One approach to detect outliers is to use the three standard deviation rule. An example:
%# some random data resembling yours
x = randn(100,1);
x(75) = -14;
subplot(211), plot(x)
%# tone down the noisy points
mu = mean(x); sd = std(x); Z = 3;
idx = ( abs(x-mu) > Z*sd ); %# outliers
x(idx) = Z*sd .* sign(x(idx)); %# cap values at 3*STD(X)
subplot(212), plot(x)
EDIT:
It seems I misunderstood the goal here. If you want to do the opposite, maybe something like this instead:
%# some random data resembling yours
x = randn(100,1);
x(75) = -14; x(25) = 20;
subplot(211), plot(x)
%# zero out everything but the high peaks
mu = mean(x); sd = std(x); Z = 3;
x( abs(x-mu) < Z*sd ) = 0;
subplot(212), plot(x)
If it's for demonstrative purposes only, and you're not actually going to be using these scaled values for anything, I sometimes like to increase contrast in the following way:
% your data is in variable 'a'
plot(a.*abs(a)/max(abs(a)))
edit: since we're posting images, here's mine (before/after):
You might try a split window filter. If x is your current sample, the filter would look something like:
k = [L L L L L L 0 0 0 x 0 0 0 R R R R R R]

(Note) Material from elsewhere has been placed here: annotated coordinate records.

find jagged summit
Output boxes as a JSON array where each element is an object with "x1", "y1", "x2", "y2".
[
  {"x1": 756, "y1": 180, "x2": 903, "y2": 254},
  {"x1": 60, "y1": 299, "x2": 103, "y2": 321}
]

For each sample x, you average a band of surrounding samples on the left (L) and a band of surrounding samples on the right. If your samples are positive and negative (as yours are) you should take the abs. value first. You then divide the sample x by the average value of these surrounding samples.
y[n] = x[n] / mean(abs(x([L R])))
Each time you do this the peaks are accentuated and the noise is flattened. You can do more than one pass to increase the effect. It is somewhat sensitive to the selection of the widths of these bands, but can work. For example:
Two passes:
What you actually need is some kind of compression to scale your data, that is: values between -2 and 2 are scale by a certain factor and everything else is scaled by another factor. A crude way to accomplish such a thing, is by putting all small values to zero, i.e.
x = randn(1,100)/2; x(50) = 20; x(25) = -15; % just generating some data
threshold = 2;
smallValues = (abs(x) <= threshold);
y = x;
y(smallValues) = 0;
figure;
plot(x,'DisplayName','x'); hold on;
plot(y,'r','DisplayName','y');
legend show;
Please do not that this is a very nonlinear operation (e.g. when you have wanted peaks valued at 2.1 and 1.9, they will produce very different behavior: one will be removed, the other will be kept). So for displaying, this might be all you need, for further processing it might depend on what you are trying to do.
To eliminate the low amplitude peaks, you're going to equate all the low amplitude signal to noise and ignore.
If you have any apriori knowledge, just use it.
if your signal is a, then
a(abs(a)<X) = 0
where X is the max expected size of your noise.
If you want to get fancy, and find this "on the fly" then, use kmeans of 3. It's in the statistics toolbox, here:
http://www.mathworks.com/help/toolbox/stats/kmeans.html
Alternatively, you can use Otsu's method on the absolute values of the data, and use the sign back.
Note, these and every other technique I've seen on this thread is assuming you are doing post processing. If you are doing this processing in real time, things will have to change.